La Región de Murcia está marcando un hito en el mundo vitivinícola gracias a los esfuerzos del Instituto Murciano de Investigación y Desarrollo Agrario y Medioambiental (IMIDA), que se encuentra en camino de comercializar vinos innovadores de alta gama elaborados con nuevas variedades de uva derivadas de la Monastrell.
Después de años de exhaustiva investigación en la bodega experimental de la Estación Enológica de Jumilla, el equipo del IMIDA ha puesto a punto técnicas de vinificación exclusivas diseñadas para resaltar las características de estas nuevas variedades.
Este avance fue destacado por Sara Rubira, consejera de Agua, Agricultura, Ganadería y Pesca, durante la inauguración de la cuarta edición de la Feria del Vino y del Enoturismo Denominación de Origen de Jumilla, más conocida como Matavendimia. En su discurso, invitó a los jumillanos y a sus visitantes a disfrutar de una celebración en torno al vino, con actividades que subrayan la rica cultura de este producto emblemático de la región.
La Feria promete una experiencia vibrante, con catas, maridajes con quesos locales, actividades familiares, música en vivo y visitas a diversas bodegas. Rubira enfatizó que los asistentes tendrán la oportunidad de explorar hasta 18 bodegas, simbolizando la rica herencia vitivinícola de Jumilla, cuyo corazón late al compás de la variedad Monastrell, emblema de tradición y calidad en la producción de vino.
La consejera valoró la labor del IMIDA, que ha dedicado cerca de tres décadas a la investigación y creación de nuevas variedades de uva para potenciar la competitividad de los viticultores de la región, proporcionándoles material vegetal exclusivo y metodologías efectivas para su uso.
Rubira subrayó que estas nuevas variedades, originadas de la Monastrell, están adaptadas a los desafíos del cambio climático, son más resistentes a la sequía y a enfermedades, lo que permite una viticultura más sostenible e innovadora.
Con esto, se busca diversificar la oferta de vinos, alineándose con las preferencias de los consumidores actuales, como los rosados ligeros, tintos frescos y vinos con menor contenido de alcohol, además de fomentar prácticas sostenibles que faciliten cosechas anticipadas y un proceso de vinificación que reduzca el uso de aditivos y la demanda energética.

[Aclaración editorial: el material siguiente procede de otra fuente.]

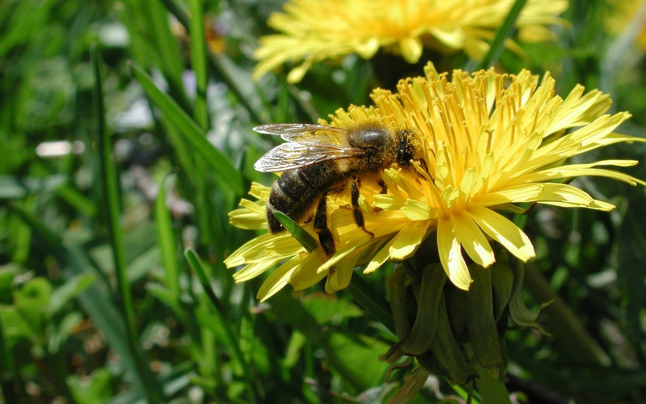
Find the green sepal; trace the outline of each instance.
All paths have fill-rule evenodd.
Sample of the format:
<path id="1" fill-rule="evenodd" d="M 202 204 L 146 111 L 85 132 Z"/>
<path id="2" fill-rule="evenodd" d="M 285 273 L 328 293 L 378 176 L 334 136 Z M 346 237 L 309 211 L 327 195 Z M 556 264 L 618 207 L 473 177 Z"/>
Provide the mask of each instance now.
<path id="1" fill-rule="evenodd" d="M 437 306 L 437 330 L 431 349 L 417 356 L 417 360 L 427 370 L 444 376 L 452 385 L 465 385 L 476 376 L 451 330 L 444 293 Z"/>
<path id="2" fill-rule="evenodd" d="M 417 299 L 417 314 L 402 350 L 410 355 L 419 355 L 430 348 L 437 330 L 438 306 L 446 273 L 439 263 L 427 265 L 422 272 L 422 284 Z"/>
<path id="3" fill-rule="evenodd" d="M 469 339 L 478 362 L 497 378 L 503 354 L 494 318 L 491 271 L 472 264 L 469 272 L 474 279 L 467 295 L 466 329 Z"/>
<path id="4" fill-rule="evenodd" d="M 508 262 L 497 261 L 488 268 L 494 293 L 494 318 L 497 323 L 509 303 L 514 287 L 514 271 Z"/>
<path id="5" fill-rule="evenodd" d="M 509 315 L 514 323 L 523 327 L 533 327 L 546 335 L 549 334 L 537 322 L 541 314 L 540 310 L 533 311 L 525 306 L 521 297 L 521 289 L 523 287 L 523 279 L 525 277 L 525 264 L 521 262 L 512 266 L 514 271 L 514 286 L 512 287 L 512 296 L 509 301 Z M 552 301 L 543 303 L 541 308 L 548 306 Z"/>

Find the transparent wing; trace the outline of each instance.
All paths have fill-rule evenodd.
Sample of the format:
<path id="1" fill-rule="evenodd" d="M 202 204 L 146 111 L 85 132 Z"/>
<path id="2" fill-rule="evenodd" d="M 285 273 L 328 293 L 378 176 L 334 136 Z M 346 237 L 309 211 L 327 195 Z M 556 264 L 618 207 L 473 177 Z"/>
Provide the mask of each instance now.
<path id="1" fill-rule="evenodd" d="M 313 123 L 269 123 L 253 128 L 258 133 L 275 134 L 288 142 L 347 144 L 346 130 Z"/>
<path id="2" fill-rule="evenodd" d="M 359 157 L 363 153 L 360 149 L 333 144 L 289 142 L 267 152 L 253 167 L 264 173 L 284 171 L 340 158 Z"/>

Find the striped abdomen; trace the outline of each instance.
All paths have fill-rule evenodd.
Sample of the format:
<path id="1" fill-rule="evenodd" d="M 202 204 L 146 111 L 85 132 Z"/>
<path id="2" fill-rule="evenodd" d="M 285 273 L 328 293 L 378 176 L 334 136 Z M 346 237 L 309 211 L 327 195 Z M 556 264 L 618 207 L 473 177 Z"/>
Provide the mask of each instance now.
<path id="1" fill-rule="evenodd" d="M 313 204 L 330 186 L 344 181 L 346 174 L 341 172 L 334 162 L 313 164 L 302 168 L 288 170 L 274 182 L 267 202 L 267 221 L 269 231 L 284 230 L 274 216 L 280 211 L 295 222 L 298 222 Z"/>

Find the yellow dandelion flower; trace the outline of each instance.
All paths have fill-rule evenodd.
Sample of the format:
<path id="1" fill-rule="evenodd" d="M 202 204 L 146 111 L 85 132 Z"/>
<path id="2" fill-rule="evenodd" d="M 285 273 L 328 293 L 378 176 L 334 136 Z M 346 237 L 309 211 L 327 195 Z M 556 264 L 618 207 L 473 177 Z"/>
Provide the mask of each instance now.
<path id="1" fill-rule="evenodd" d="M 415 63 L 424 46 L 464 49 L 475 59 L 502 24 L 513 0 L 291 0 L 284 13 L 267 23 L 280 32 L 260 39 L 254 70 L 257 80 L 288 61 L 301 62 L 287 76 L 300 81 L 312 63 L 357 53 L 371 58 L 380 47 Z M 567 0 L 529 0 L 516 21 L 519 38 L 526 42 L 554 39 L 547 26 L 560 23 L 557 16 Z M 512 45 L 511 41 L 508 42 Z"/>
<path id="2" fill-rule="evenodd" d="M 469 74 L 456 70 L 449 79 L 427 65 L 425 77 L 400 81 L 397 92 L 377 89 L 375 105 L 340 109 L 322 124 L 348 127 L 366 120 L 416 133 L 423 149 L 411 167 L 380 173 L 387 193 L 374 182 L 362 182 L 359 205 L 365 231 L 355 224 L 349 196 L 328 198 L 328 212 L 336 251 L 320 248 L 307 253 L 289 233 L 264 234 L 234 252 L 228 267 L 245 265 L 237 281 L 257 276 L 283 262 L 263 285 L 267 299 L 287 283 L 307 288 L 327 276 L 326 288 L 346 287 L 355 266 L 364 273 L 386 261 L 401 261 L 415 253 L 426 237 L 437 233 L 437 251 L 450 281 L 469 288 L 472 279 L 464 253 L 483 267 L 495 260 L 491 241 L 523 261 L 534 256 L 528 237 L 496 211 L 520 210 L 517 204 L 539 203 L 609 211 L 610 204 L 559 180 L 605 176 L 631 185 L 644 182 L 606 168 L 628 167 L 634 160 L 608 160 L 565 164 L 569 157 L 622 142 L 645 140 L 614 133 L 630 114 L 604 114 L 611 101 L 598 90 L 587 93 L 577 85 L 564 98 L 555 94 L 556 81 L 523 70 L 500 74 L 493 69 Z M 577 128 L 567 134 L 565 130 Z M 553 136 L 552 136 L 553 135 Z M 234 226 L 267 228 L 265 204 L 269 188 L 254 184 L 255 202 L 243 200 L 230 214 Z M 316 235 L 311 220 L 303 228 Z"/>

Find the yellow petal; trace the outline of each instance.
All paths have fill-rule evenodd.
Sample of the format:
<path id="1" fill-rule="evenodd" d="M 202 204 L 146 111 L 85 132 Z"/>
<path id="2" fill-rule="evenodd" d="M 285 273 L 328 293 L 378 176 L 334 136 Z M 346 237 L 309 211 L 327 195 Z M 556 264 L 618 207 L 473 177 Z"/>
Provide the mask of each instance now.
<path id="1" fill-rule="evenodd" d="M 494 251 L 480 228 L 476 226 L 470 215 L 451 216 L 459 242 L 464 251 L 476 264 L 486 268 L 495 262 Z"/>
<path id="2" fill-rule="evenodd" d="M 280 262 L 281 259 L 266 261 L 264 262 L 256 262 L 245 266 L 240 271 L 233 274 L 233 279 L 236 282 L 244 282 L 255 278 L 267 270 L 269 269 L 276 264 Z"/>
<path id="3" fill-rule="evenodd" d="M 407 199 L 401 211 L 411 220 L 428 220 L 431 218 L 431 207 L 415 199 Z"/>
<path id="4" fill-rule="evenodd" d="M 504 216 L 482 206 L 474 206 L 469 213 L 475 224 L 519 259 L 526 262 L 536 256 L 529 238 Z"/>
<path id="5" fill-rule="evenodd" d="M 440 218 L 437 221 L 437 251 L 448 279 L 460 289 L 468 290 L 473 279 L 469 275 L 460 242 L 449 218 Z"/>
<path id="6" fill-rule="evenodd" d="M 422 41 L 417 37 L 406 37 L 399 40 L 399 50 L 404 59 L 415 63 L 422 56 Z"/>
<path id="7" fill-rule="evenodd" d="M 258 295 L 256 295 L 258 299 L 264 302 L 282 289 L 287 284 L 287 280 L 292 272 L 300 263 L 302 257 L 302 255 L 298 255 L 292 257 L 291 259 L 279 266 L 269 276 L 267 277 L 267 279 L 262 282 L 262 285 L 260 286 L 260 288 L 258 291 Z"/>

La consejera también destacó que, mediante el protocolo diseñado en la bodega experimental del IMIDA, se ha constatado que cada variedad de uva aporta un sabor único y distintivo. Con el conocimiento adquirido a lo largo de estos años, el objetivo es maximizar el potencial enológico de estas variedades.
A partir de la recolección de este año, el equipo aplicará métodos de elaboración personalizados que se ajusten a la genética de cada variedad, la composición del mosto y el estilo de vino que se pretende lograr.
Recientemente, la Estación Enológica del IMIDA fue galardonada en el prestigioso concurso nacional Vinespaña, donde dos de sus vinos tintos, Hacienda Nueva de las añadas 2020 y 2022, fueron premiados con el Gran Oro, la máxima distinción, mientras que la añada de 2021 recibió una medalla de plata. Estos vinos experimentales, elaborados con variedades innovadoras, reflejan más de 30 años de investigación en enología.
Estos vinos representan la fusión perfecta entre tradición y modernidad, combinando la riqueza enológica de la Monastrell con la innovación de las nuevas variedades desarrolladas.
La Estación Enológica de Jumilla, parte del IMIDA y establecida en 1910, se dedica a la investigación y desarrollo en el campo de la enología y la viticultura, respaldada por una bodega experimental. Además, cuenta con un laboratorio acreditado para el análisis de vinos experimentales, que proporciona informes y certificados reconocidos internacionalmente, apoyando así la exportación de los vinos de la Región.